Sufian Abdul Qader Badawi et al. J Imaging. .

Abstract

Hypertensive retinopathy severity classification is proportionally related to tortuosity severity grading. No tortuosity severity scale enables a computer-aided system to classify the tortuosity severity of a retinal image. This work aimed to introduce a machine learning model that can identify the severity of a retinal image automatically and hence contribute to developing a hypertensive retinopathy or diabetic retinopathy automated grading system. First, the tortuosity is quantified using fourteen tortuosity measurement formulas for the retinal images of the AV-Classification dataset to create the tortuosity feature set. Secondly, a manual labeling is performed and reviewed by two ophthalmologists to construct a tortuosity severity ground truth grading for each image in the AV classification dataset. Finally, the feature set is used to train and validate the machine learning models (J48 decision tree, ensemble rotation forest, and distributed random forest). The best performance learned model is used as the tortuosity severity classifier to identify the tortuosity severity (normal, mild, moderate, and severe) for any given retinal image.
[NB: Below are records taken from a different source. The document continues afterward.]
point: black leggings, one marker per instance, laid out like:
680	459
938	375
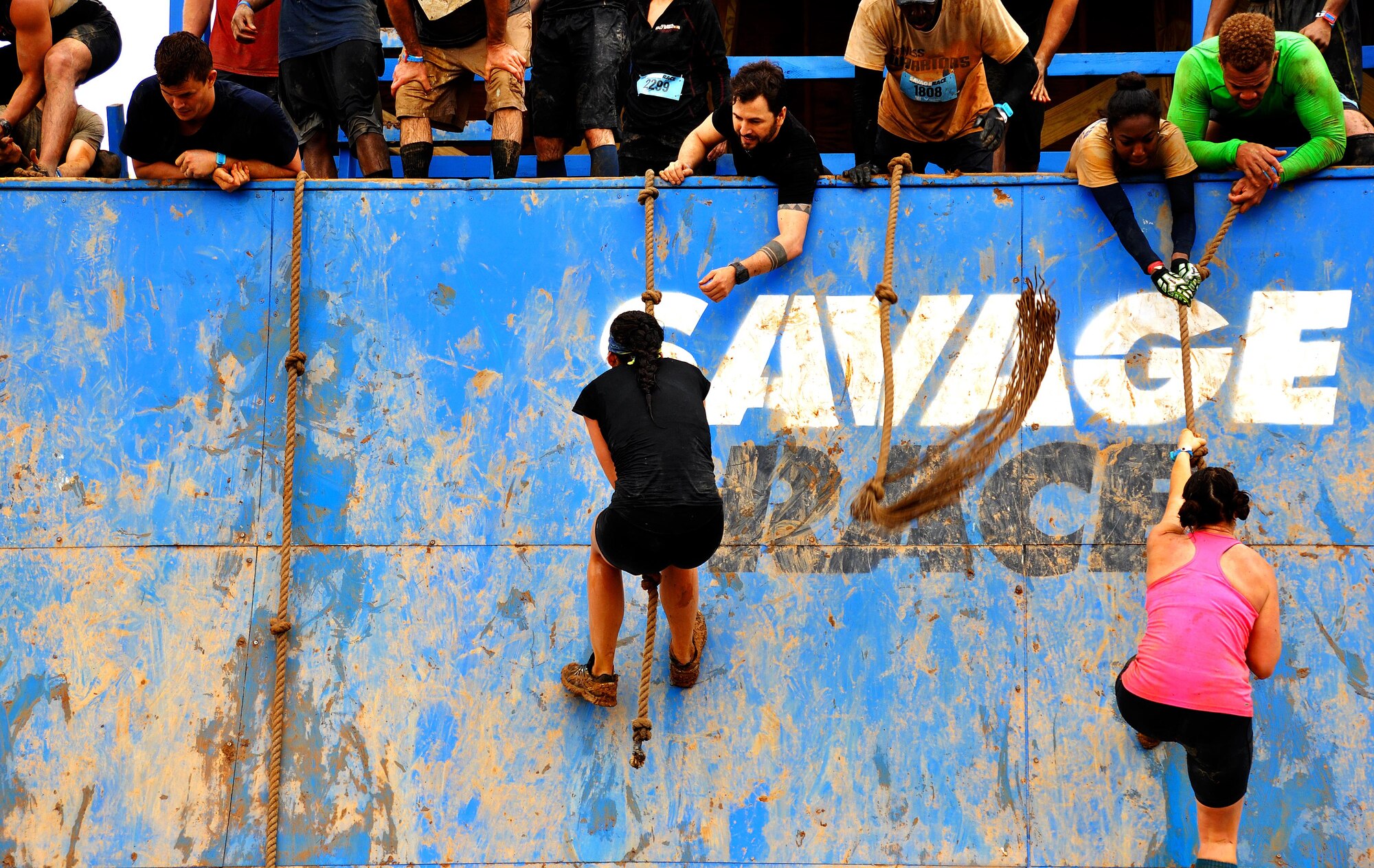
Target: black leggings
646	540
1219	746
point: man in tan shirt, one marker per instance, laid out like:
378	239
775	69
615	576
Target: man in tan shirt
935	104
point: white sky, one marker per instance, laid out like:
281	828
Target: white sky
142	24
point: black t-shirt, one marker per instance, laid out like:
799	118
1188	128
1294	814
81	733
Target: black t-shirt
660	462
791	160
685	54
244	124
560	8
460	28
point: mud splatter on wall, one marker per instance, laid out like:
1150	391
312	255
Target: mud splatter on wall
934	696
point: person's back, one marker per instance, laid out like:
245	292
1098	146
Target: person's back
1200	619
662	455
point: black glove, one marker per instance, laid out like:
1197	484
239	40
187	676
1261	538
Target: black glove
862	174
994	126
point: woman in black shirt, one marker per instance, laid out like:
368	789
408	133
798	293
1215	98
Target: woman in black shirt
648	422
677	56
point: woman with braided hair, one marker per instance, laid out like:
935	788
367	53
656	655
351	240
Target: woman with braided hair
646	418
1213	610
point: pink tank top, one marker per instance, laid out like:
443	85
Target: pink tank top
1196	635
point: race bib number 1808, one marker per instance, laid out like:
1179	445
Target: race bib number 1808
939	91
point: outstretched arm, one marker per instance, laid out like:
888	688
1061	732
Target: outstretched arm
693	152
785	248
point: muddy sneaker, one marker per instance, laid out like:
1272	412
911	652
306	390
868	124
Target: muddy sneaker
597	690
686	675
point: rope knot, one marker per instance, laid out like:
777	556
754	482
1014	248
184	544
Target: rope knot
295	363
649	192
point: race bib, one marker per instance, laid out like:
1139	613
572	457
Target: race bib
939	91
662	84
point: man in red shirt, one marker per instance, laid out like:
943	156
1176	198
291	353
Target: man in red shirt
249	61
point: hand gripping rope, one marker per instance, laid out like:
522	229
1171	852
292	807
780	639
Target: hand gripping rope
1186	340
942	483
644	727
281	626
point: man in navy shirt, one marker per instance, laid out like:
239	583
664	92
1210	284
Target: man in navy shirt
183	124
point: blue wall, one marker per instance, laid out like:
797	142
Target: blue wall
936	696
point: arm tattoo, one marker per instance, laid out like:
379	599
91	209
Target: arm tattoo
776	252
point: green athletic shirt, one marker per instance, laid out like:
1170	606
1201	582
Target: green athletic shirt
1302	86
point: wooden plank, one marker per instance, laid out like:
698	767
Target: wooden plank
1075	113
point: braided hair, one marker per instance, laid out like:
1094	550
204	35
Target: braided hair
1213	496
638	340
1133	97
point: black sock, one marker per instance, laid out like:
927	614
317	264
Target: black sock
416	159
605	161
552	168
1360	152
505	157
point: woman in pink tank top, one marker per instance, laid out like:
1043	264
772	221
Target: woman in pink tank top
1213	620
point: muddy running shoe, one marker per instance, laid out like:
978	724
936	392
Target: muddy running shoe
686	675
597	690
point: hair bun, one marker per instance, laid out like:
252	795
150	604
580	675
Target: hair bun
1241	506
1131	82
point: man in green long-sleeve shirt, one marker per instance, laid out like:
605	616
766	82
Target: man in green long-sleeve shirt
1258	89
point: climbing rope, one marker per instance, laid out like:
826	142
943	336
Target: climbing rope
644	729
1186	339
941	487
281	626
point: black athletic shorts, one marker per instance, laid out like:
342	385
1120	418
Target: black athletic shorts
335	90
646	540
267	86
1027	120
87	23
962	155
578	73
1219	746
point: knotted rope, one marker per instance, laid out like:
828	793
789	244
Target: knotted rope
1186	339
281	626
644	727
1037	321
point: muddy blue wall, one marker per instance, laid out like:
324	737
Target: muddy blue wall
936	696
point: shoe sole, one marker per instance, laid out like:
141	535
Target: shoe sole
590	697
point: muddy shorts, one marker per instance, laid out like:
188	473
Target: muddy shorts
335	90
451	73
578	73
649	539
962	155
87	23
1219	746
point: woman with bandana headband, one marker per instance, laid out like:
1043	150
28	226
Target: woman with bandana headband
646	418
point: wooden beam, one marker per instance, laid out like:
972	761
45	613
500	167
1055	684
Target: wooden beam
1075	113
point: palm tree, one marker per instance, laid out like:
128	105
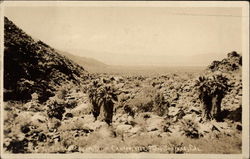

The distributed random forest model has reported the highest accuracy (99.4%) compared to the J48 Decision tree model and the rotation forest model with minimal least root mean square error (0.0000192) and the least mean average error (0.0000182). The proposed tortuosity severity grading matched the ophthalmologist's judgment. Moreover, detecting the tortuosity severity of the retinal vessels', optimizing vessel segmentation, the vessel segment extraction, and the created feature set have increased the accuracy of the automatic tortuosity severity detection model.

Keywords: blood vessels; decision support system; decision tree; diagnosis; distributed random forest; inflection count metric; retinal images; skeletonization; tortuosity.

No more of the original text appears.